In 2013, it was announced that Winterson would be writing an adaptation of The Winter's Tale for the Hogarth Shakespeare series, a series of modern retellings of Shakespeare plays by well-known authors. She wrote The Gap of Time, published in 2015 by Vintage.

In 2016, Winterson published a book of short stories about Christmas alongside seasonal recipes from her celebrity friends, including Susie Orbach, Kathy Acker and Ruth Rendell.

In 2019, Winterson published her eleventh novel, Frankissstein. The book starts with a description of Mary Shelley writing Frankenstein, then jumps to the present day to describe the character of Ry Shelley, a transgender doctor.
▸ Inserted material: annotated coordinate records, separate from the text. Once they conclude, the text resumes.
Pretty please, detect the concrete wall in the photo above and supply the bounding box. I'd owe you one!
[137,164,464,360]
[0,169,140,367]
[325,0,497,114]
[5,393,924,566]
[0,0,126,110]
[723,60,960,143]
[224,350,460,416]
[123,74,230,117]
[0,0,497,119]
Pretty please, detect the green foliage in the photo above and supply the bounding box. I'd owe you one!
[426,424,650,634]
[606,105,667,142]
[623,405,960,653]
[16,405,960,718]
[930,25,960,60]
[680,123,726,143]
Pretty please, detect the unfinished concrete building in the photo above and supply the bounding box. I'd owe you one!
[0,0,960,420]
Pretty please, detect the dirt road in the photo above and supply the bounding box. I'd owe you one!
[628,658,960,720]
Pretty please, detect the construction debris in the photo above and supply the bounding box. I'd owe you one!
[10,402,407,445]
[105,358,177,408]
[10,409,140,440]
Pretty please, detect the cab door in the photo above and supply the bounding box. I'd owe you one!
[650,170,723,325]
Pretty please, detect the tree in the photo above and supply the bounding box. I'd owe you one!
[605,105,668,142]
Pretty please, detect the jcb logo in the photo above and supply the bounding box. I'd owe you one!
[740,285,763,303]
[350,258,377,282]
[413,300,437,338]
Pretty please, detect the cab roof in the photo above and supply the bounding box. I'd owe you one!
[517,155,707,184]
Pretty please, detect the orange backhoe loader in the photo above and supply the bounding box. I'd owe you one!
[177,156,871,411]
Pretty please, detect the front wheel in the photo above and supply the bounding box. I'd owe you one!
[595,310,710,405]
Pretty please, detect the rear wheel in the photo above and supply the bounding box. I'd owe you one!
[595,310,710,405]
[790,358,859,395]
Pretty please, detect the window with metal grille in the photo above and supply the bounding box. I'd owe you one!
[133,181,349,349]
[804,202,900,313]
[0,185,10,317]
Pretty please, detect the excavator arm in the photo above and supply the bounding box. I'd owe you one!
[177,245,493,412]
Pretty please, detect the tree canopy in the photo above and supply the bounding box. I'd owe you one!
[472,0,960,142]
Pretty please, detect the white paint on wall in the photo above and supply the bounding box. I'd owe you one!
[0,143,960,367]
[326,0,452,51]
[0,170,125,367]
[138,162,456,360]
The novel explores topics including transhumanism, transgenderism and AI. It was published by Jonathan Cape.

In October 2023, Jonathan Cape published Night Side of the River, a book of thirteen ghost stories.

In 2025, Winterson published One Aladdin Two Lamps, "a dizzying whirligig of memoir, history, philosophy, politics and self-help, loosely tied to commentary on the Nights” (One Thousand and One Nights — a collection of Middle Eastern folk tales).

=== Teaching ===
In 2012, Winterson succeeded Colm Tóibín as Professor of Creative Writing at the University of Manchester. There, she taught both MA and undergraduate students. In 2019, she was still teaching there.
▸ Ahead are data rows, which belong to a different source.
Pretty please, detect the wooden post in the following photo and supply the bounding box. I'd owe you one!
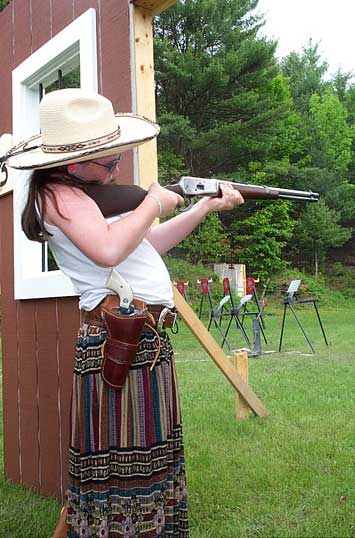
[173,286,268,417]
[233,349,249,420]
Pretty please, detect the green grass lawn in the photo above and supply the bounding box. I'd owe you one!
[0,303,355,538]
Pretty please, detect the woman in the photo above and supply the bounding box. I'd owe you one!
[7,89,243,538]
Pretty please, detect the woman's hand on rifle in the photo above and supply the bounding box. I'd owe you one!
[147,182,184,217]
[199,183,244,213]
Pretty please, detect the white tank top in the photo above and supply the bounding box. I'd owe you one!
[45,211,174,310]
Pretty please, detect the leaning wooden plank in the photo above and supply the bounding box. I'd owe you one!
[173,286,268,417]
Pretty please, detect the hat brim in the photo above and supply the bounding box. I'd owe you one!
[0,133,14,184]
[7,114,159,170]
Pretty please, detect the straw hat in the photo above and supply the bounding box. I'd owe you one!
[6,88,159,169]
[0,133,13,188]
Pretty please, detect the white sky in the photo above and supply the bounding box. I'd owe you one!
[257,0,355,75]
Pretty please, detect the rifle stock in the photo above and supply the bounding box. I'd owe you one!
[85,176,319,218]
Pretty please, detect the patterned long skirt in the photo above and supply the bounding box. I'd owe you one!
[67,325,189,538]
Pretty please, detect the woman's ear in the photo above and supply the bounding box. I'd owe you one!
[67,163,78,174]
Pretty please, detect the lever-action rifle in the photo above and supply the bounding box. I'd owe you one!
[85,176,319,217]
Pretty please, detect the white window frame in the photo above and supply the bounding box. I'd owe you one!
[12,8,98,299]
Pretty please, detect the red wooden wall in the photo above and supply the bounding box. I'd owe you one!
[0,0,133,501]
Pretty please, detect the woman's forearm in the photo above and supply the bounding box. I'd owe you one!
[146,199,210,254]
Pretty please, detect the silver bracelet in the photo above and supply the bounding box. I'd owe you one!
[146,192,163,217]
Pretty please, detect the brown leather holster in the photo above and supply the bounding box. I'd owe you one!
[101,307,148,390]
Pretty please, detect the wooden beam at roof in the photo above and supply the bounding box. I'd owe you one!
[133,0,176,16]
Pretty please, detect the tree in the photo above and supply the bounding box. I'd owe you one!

=== Broadcasts and journalism ===
Winterson has produced columns for The Guardian and The Times. She has also produced a range of broadcasts, including Manchester: Alchemical City, a personal exploration of the city of Manchester.

In December 2025, Winterson appeared in the docudrama Titanic Sinks Tonight, aired by BBC Two.

Winterson sees it as a writer's duty to be engaged in politics, and has spoken out on subjects including banking, Tony Blair's government and the Iraq war, fox-hunting, the boycott of Israel in the Gaza-Israel conflict. Winterson has also supported campaigns promoting reading and literature in education, including the 2026 Department for Education initiative, the National Year of Reading. She confessed that she voted for both Margaret Thatcher in 1979 and Tony Blair in 1997, and felt let down by both.

==Awards and recognition==
- 1985: Whitbread Prize for a First Novel for Oranges Are Not the Only Fruit
- 1987: John Llewellyn Rhys Prize for The Passion
- 1989: E. M. Forster Award for Sexing the Cherry
- 1990: BAFTA Award for Best Drama for Oranges Are Not the Only Fruit TV serial
- 1991: Prix d'Argent, Cannes Film Festival, for Oranges screenplay
- 1994: Winner, Lambda Literary Award for Lesbian Fiction, for Written on the Body
- 1998: International Fiction Award, Mantua
- 2006: Officer of the Order of the British Empire (OBE) in the 2006 New Year Honours, for services to literature
- 2013: Winner, Lambda Literary Award for Lesbian Memoir or Biography, for Why Be Happy When You Could Be Normal?
- 2014: St. Louis Literary Award
- 2016: Chosen as one of BBC's 100 Women.
- 2016: Elected Fellow of the Royal Society of Literature
- 2018: She presented the 42nd Richard Dimbleby Lecture in celebration of 100 years of women's suffrage in the UK
- 2018: Commander of the Order of the British Empire (CBE) in the 2018 Birthday Honours, for services to literature
- 2019: Longlisted for the Booker Prize for Frankissstein: A Love Story

==Personal life==
=== Adoption ===
In her first year at Oxford university, Winterson returned to see her mother in Accrington for one last Christmas. Her mother died in 1990. Winterson did not attend her funeral, as she felt her mother never forgave her.

After her mother's death, Winterson established a good relationship with her father, who had remarried, and they remained in contact until his death in 2008.

Initially, Winterson did not want to find her birth parents, saying in her memoir: "I was a loner. I was self-invented. I didn't believe in biology or biography. I believed in myself. Parents? What for? Except to hurt you." However, eventually she sought out information about her birth mother. She met with her mother, Ann, at least three times, but had mixed feelings about her which she found difficult.

=== Gender and Sexuality ===
Winterson had her first same-sex relationship aged 16. Aged 15, Winterson fell in love with a girl from church. However, as with the protagonist in Oranges, Winterson's adoptive mother found out and reported her to the church and she was subject to an exorcism which lasted several days.

Winterson's 1987 novel The Passion was inspired by her relationship with Pat Kavanagh, her literary agent who was in a relationship with novelist Julian Barnes. From 1990 to 2002, Winterson had a relationship with BBC radio broadcaster and academic Peggy Reynolds, who left her marriage and lived with Winterson until 2002. Later, Winterson had an affair with theatre director Deborah Warner, which lasted six years. She was in a relationship with psychotherapist Susie Orbach, author of Fat is a Feminist Issue, for more than a decade. They married in 2015. They lived apart. The couple separated in 2019.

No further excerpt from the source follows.